A Machine Learning Framework for Handling Unreliable Absence Label and Class Imbalance for Marine Stinger Beaching Prediction
Amuche Ibenegbu, Amandine Schaeffer, Pierre Lafaye de Micheaux, Rohitash Chandra
TL;DR
This study tackles daily bluebottle beaching prediction in Eastern Sydney under unreliable negative labels and severe class imbalance. It introduces a ML framework combining MLP, Random Forest, and XGBoost with data augmentation (SMOTE, Random Undersampling) and a Synthetic Negative Approach via CT-GAN (plus One-Class SVM) to address unreliable absences. Results show SMOTE fails to resolve class overlap and negatives, while Random Forest with CT-GAN-based synthetic negatives delivers the strongest performance, aided by visualizations (PCA) that reveal improved class separation. Wind direction and seasonal SST (notably February) emerge as key drivers, and the framework provides a practical path toward beaching risk mitigation despite data limitations such as missing population dynamics and life-cycle information.
Abstract
Bluebottles (\textit{Physalia} spp.) are marine stingers resembling jellyfish, whose presence on Australian beaches poses a significant public risk due to their venomous nature.

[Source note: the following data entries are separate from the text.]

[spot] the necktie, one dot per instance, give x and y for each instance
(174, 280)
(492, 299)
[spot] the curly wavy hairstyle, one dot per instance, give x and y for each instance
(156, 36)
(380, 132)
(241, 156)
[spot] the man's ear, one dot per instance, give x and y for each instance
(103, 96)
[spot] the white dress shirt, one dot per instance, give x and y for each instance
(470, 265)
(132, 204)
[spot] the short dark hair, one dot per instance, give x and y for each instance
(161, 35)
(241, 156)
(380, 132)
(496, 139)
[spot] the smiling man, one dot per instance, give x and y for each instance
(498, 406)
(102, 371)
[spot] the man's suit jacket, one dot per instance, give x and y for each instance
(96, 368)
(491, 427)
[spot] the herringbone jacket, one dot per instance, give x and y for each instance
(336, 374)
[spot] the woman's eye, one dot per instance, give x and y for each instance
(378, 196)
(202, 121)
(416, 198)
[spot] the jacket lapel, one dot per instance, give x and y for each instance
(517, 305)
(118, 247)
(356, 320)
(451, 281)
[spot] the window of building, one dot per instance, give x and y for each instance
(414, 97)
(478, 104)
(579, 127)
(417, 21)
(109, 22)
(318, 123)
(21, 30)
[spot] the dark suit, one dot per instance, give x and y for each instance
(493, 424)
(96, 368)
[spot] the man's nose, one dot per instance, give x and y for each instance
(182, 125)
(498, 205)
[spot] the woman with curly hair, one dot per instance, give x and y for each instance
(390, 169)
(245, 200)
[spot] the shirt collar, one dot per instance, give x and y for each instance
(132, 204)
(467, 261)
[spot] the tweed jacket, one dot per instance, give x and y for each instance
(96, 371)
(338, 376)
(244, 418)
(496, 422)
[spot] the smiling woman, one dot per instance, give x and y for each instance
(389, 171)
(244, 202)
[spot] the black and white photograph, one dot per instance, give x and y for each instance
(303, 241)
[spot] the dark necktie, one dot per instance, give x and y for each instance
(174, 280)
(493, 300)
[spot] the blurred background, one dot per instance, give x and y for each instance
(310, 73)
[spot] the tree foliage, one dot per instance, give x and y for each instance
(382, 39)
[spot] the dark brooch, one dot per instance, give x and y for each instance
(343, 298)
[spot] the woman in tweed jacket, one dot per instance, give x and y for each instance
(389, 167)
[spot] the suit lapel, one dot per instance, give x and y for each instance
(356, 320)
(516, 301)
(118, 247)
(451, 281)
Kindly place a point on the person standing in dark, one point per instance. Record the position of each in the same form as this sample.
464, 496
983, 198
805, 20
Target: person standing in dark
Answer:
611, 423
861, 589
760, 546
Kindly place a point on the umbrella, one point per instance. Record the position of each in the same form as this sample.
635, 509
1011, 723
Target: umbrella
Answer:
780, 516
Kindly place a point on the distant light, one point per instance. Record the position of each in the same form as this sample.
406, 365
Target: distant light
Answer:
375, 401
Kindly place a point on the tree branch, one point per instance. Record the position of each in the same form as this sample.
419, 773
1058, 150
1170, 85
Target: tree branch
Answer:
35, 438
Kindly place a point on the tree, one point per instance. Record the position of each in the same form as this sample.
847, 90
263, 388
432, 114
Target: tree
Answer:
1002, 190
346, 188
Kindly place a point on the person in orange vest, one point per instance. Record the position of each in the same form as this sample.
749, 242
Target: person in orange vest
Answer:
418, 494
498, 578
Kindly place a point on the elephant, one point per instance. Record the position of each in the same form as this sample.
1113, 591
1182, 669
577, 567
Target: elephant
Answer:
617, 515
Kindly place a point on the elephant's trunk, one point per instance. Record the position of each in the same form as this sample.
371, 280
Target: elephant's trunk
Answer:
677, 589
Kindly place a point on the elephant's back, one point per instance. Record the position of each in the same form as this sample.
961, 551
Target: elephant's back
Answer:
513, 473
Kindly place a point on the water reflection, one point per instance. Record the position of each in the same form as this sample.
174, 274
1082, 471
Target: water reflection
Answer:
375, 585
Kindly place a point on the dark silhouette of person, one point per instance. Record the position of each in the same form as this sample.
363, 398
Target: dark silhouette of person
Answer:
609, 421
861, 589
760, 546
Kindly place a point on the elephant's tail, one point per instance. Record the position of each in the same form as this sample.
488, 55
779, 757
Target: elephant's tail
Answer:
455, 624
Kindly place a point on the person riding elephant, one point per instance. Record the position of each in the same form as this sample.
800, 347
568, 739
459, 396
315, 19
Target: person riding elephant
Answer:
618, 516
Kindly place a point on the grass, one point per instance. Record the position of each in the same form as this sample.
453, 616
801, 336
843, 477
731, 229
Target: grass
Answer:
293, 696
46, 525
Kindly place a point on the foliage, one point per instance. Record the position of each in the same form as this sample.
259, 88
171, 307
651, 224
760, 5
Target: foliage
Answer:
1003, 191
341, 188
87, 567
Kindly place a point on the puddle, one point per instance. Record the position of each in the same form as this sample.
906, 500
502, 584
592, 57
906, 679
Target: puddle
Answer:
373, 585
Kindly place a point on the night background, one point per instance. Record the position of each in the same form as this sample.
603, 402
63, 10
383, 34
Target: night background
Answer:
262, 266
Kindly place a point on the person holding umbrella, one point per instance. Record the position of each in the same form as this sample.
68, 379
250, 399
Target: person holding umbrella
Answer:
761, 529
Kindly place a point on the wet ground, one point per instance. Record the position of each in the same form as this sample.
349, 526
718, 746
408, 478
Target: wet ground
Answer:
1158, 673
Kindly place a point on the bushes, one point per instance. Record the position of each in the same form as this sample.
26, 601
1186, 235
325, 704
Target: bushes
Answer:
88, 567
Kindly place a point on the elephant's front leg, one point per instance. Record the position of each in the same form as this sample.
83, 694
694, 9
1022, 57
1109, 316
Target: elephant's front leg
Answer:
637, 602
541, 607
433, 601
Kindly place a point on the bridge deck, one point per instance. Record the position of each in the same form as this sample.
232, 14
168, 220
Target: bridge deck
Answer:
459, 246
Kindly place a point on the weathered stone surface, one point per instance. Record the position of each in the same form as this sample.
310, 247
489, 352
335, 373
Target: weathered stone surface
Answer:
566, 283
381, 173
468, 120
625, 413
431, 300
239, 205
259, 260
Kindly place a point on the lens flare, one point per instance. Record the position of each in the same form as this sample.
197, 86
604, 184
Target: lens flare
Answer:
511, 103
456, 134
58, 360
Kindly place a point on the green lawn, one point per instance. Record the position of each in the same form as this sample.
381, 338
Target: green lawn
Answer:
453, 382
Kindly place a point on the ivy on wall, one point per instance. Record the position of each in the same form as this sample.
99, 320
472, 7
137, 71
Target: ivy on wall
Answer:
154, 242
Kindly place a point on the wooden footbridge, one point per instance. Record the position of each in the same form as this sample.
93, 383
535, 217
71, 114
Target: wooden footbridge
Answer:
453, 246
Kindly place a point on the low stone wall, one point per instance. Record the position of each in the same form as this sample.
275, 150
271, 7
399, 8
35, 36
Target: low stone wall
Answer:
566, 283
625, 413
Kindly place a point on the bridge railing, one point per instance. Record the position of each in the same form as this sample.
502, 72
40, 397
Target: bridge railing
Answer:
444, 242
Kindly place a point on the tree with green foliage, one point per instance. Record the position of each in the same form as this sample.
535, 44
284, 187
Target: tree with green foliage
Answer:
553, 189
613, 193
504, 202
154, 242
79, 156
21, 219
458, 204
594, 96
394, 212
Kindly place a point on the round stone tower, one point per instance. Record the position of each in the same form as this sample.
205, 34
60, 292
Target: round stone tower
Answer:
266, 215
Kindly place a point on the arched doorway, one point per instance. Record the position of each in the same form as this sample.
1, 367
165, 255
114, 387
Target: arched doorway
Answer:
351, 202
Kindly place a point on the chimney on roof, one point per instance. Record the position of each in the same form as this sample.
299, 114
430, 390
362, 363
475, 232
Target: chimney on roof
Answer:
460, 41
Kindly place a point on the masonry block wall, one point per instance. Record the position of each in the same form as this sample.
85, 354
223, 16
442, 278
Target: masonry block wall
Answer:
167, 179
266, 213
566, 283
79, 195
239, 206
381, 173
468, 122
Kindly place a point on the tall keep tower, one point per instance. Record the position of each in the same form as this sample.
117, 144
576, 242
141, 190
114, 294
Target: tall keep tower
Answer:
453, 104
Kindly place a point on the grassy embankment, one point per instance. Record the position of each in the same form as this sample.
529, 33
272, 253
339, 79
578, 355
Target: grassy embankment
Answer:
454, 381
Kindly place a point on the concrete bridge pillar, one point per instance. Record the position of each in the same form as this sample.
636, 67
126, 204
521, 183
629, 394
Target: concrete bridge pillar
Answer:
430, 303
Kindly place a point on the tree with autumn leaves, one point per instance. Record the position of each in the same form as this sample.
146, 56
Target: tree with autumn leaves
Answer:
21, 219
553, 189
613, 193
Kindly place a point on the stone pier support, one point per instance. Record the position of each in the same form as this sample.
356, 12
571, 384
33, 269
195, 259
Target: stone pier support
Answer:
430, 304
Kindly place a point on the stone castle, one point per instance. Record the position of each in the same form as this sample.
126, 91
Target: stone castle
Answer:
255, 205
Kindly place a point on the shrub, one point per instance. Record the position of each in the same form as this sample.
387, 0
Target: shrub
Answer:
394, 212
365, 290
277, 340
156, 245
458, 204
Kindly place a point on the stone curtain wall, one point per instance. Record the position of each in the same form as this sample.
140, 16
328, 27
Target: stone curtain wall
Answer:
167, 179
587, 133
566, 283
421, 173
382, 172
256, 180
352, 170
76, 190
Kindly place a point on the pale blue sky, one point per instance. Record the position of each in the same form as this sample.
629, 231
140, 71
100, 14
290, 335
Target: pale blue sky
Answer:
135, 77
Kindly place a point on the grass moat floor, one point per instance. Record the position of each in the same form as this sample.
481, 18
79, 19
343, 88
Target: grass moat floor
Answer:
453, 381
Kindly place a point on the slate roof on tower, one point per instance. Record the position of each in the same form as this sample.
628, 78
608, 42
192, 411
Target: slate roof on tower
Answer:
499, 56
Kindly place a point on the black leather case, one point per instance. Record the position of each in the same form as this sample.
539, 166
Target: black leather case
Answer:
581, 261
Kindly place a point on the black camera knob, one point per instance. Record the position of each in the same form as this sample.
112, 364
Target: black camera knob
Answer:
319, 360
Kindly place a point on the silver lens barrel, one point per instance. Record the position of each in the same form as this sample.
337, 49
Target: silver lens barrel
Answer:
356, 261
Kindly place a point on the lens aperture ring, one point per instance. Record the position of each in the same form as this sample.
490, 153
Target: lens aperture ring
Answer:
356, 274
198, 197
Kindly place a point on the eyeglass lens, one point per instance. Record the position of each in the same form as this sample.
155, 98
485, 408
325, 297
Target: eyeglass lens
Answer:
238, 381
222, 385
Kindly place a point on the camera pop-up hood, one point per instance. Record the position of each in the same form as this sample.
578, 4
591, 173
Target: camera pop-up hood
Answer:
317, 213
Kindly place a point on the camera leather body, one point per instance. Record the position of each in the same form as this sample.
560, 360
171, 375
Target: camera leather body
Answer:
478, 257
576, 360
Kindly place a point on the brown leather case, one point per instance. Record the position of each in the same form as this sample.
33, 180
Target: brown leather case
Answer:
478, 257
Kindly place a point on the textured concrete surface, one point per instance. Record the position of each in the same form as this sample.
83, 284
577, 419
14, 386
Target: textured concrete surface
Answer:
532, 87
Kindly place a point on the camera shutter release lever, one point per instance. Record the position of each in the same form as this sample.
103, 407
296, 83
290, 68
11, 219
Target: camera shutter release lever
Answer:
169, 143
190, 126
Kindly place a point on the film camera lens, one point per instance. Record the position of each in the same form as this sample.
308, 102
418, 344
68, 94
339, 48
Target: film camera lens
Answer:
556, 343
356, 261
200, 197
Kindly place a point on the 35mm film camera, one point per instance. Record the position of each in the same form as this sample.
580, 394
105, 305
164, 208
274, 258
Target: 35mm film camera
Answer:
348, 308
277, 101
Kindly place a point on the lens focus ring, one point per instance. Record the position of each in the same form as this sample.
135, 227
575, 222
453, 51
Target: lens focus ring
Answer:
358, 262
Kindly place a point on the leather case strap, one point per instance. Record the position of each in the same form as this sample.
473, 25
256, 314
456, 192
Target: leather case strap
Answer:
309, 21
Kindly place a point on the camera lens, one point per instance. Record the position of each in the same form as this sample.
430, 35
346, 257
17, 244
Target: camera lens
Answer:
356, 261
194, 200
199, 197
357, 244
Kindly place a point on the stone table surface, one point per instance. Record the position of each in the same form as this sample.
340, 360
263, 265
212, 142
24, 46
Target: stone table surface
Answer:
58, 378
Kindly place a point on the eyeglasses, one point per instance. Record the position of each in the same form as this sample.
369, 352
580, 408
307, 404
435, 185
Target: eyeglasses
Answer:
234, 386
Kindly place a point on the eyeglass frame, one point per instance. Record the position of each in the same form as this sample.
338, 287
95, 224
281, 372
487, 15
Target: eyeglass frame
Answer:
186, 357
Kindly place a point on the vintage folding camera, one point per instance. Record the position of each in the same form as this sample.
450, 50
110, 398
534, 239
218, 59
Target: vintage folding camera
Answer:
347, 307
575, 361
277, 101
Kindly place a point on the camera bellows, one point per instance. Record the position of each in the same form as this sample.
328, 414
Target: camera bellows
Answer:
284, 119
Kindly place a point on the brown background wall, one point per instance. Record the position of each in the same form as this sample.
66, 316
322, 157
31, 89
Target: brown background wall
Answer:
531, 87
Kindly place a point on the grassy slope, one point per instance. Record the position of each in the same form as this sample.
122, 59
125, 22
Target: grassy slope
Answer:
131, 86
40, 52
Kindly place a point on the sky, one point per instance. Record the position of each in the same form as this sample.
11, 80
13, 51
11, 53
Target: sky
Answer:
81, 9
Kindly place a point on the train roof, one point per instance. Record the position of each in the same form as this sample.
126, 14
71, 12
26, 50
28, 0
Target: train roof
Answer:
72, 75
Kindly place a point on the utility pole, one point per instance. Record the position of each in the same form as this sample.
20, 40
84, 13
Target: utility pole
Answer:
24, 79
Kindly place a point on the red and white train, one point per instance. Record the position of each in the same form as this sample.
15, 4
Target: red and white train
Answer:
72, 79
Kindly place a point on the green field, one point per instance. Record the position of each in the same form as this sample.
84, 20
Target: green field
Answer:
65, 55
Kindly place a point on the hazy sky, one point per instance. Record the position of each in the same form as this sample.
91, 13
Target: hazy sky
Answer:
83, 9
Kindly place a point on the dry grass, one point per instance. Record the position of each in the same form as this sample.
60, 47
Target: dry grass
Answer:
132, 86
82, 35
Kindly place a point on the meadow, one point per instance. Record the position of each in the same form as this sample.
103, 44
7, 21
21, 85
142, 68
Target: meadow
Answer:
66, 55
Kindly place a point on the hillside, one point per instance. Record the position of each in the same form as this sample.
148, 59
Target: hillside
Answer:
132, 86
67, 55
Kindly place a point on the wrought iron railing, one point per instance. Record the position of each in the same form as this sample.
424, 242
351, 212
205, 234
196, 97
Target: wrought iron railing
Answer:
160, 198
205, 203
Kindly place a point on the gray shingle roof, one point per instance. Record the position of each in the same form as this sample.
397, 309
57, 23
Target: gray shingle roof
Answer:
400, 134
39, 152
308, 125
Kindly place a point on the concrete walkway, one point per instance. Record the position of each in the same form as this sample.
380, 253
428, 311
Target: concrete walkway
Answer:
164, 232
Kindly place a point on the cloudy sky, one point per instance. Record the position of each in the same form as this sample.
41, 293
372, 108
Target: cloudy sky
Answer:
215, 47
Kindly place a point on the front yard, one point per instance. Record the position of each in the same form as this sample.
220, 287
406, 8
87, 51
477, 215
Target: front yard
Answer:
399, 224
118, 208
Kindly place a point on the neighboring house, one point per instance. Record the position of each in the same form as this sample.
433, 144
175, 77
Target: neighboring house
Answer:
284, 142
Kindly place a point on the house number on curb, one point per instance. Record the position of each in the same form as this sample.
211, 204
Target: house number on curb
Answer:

Understanding the environmental factors driving bluebottles ashore is crucial for mitigating their impact, and machine learning tools are to date relatively unexplored. We use bluebottle marine stinger presence/absence data from beaches in Eastern Sydney, Australia, and compare machine learning models (Multilayer Perceptron, Random Forest, and XGBoost) to identify factors influencing their presence. We address challenges such as class imbalance, class overlap, and unreliable absence data by employing data augmentation techniques, including the Synthetic Minority Oversampling Technique (SMOTE), Random Undersampling, and Synthetic Negative Approach that excludes the negative class. Our results show that SMOTE failed to resolve class overlap, but the presence-focused approach effectively handled imbalance, class overlap, and ambiguous absence data. The data attributes such as the wind direction, which is a circular variable, emerged as a key factor influencing bluebottle presence, confirming previous inference studies. However, in the absence of population dynamics, biological behaviours, and life cycles, the best predictive model appears to be Random Forests combined with Synthetic Negative Approach. This research contributes to mitigating the risks posed by bluebottles to beachgoers and provides insights into handling class overlap and unreliable negative class in environmental modelling.